Панты на внешнем рынке (особенно в Китае) ценились тогда очень дорого, и потому оленесовхоз «Майхэ» с самого начала приносил государству хороший доход, довольно скоро окупив все издержки на его обустройство. Видимо, этим обстоятельством и объясняется довольно хорошая (по сравнению с окружающими колхозами) обеспеченность его техникой, правда, только к концу 1930-х годов. На 1938 год в нём числились 1 колёсный трактор (ещё ни разу не бывший в ремонте и не требующий его, видимо, недавно поступивший) и 1 гусеничный – «Сталинец 48/60», совершенно новый, ещё не бывший в эксплуатации. К 4 июля 1940 года из них остался только один, да и тот находился в капитальном ремонте. Зато появились два прицепные тракторные повозки грузоподъёмностью до 3-х тонн. Через год к ним добавилась грузовая автомашина Газ, Форд АА [ГАПК Ф. 222. Оп. 1. Д. 4. Л. 1] (полуторка – Ю.Т.). Другим совхозам и колхозам района Артёма о тракторах и автомобилях приходилось тогда только мечтать.

На 20 октября 1936 года где-то вблизи оленьего совхоза по документам существовал также «зверосовхоз на реке Майхэ» [Годовой отчёт о наличии конного поголовья по Шевелёвскому сельсовету на 20 октября 1936 г. / ГАПК Ф. 222. Оп. 1. Д. 1. Л. 1]. К 1 января 1939 года он уже был подчинён оленесовхозу [ГАПК Ф. 222. Оп. 1. Д. 3. Л. 1]. Что за зверей там разводили в то время, не ясно. Скорее всего, тех самых лис, которых начал держать в конце 1920-х годов Михаил Патюков.

Иная судьба ждала рыболовецкий колхоз Шевелёвки. После высылки Хотынца, дела у него явно не заладились. Годовой отчёт 1936 года по Шевелёвскому сельсовету не упоминает этот колхоз в числе действующих хозяйств. Вместо него в бухте Амбабоза (в документе написано «Вамбабозы») значится рыбалка ОРС – 4 [Годовой отчёт о наличии конного поголовья по Шевелёвскому сельсовету на 20 октября 1936 г. / ГАПК Ф. 222. Оп. 1. Д. 1. Л. 1] (отдела рабочего снабжения Артёмовского рудоуправления).

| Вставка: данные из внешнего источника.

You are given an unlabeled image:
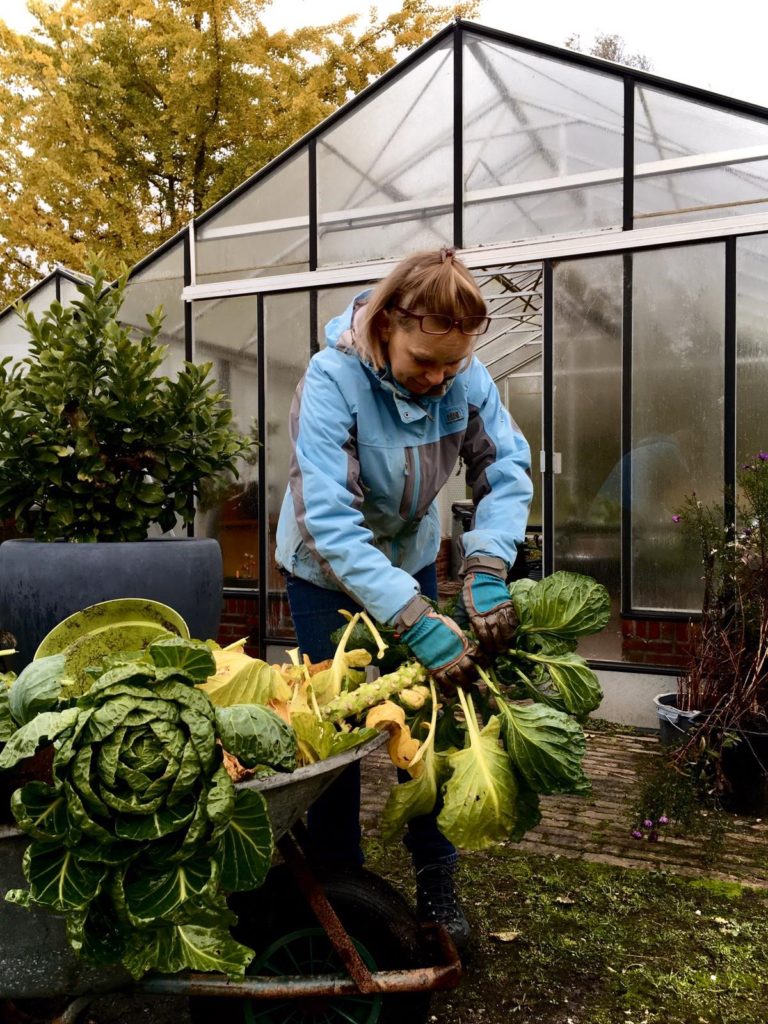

К 1 января 1939 года она уже принадлежала Артёмовскому «Райтрансторглиту» и при ней числились также кузница и пекарня [ГАПК Ф. 222. Оп. 1. Д. 3. Л. 1]. К тому времени здесь уже было давно налажено производство рыболовных кунгасов [Воспоминания Татьяны Никитичны Певчук (Сычовой) / Архив автора].

Часть бывших членов колхоза по-прежнему жили в своей деревне и работали на этой рыбалке, однако многие шевелёвцы, после выселения корейцев в 1937 году, с разрешения властей перебрались в оленесовхоз. Со временем (после войны) и сама Шевелёвка стала отделением оленьего совхоза «Майхэ» (Там же).

(Примечание: В части ссылок на архивные источники, где я написал Л.1, это означает, что лист архивного документа в моём конспекте не был отмечен).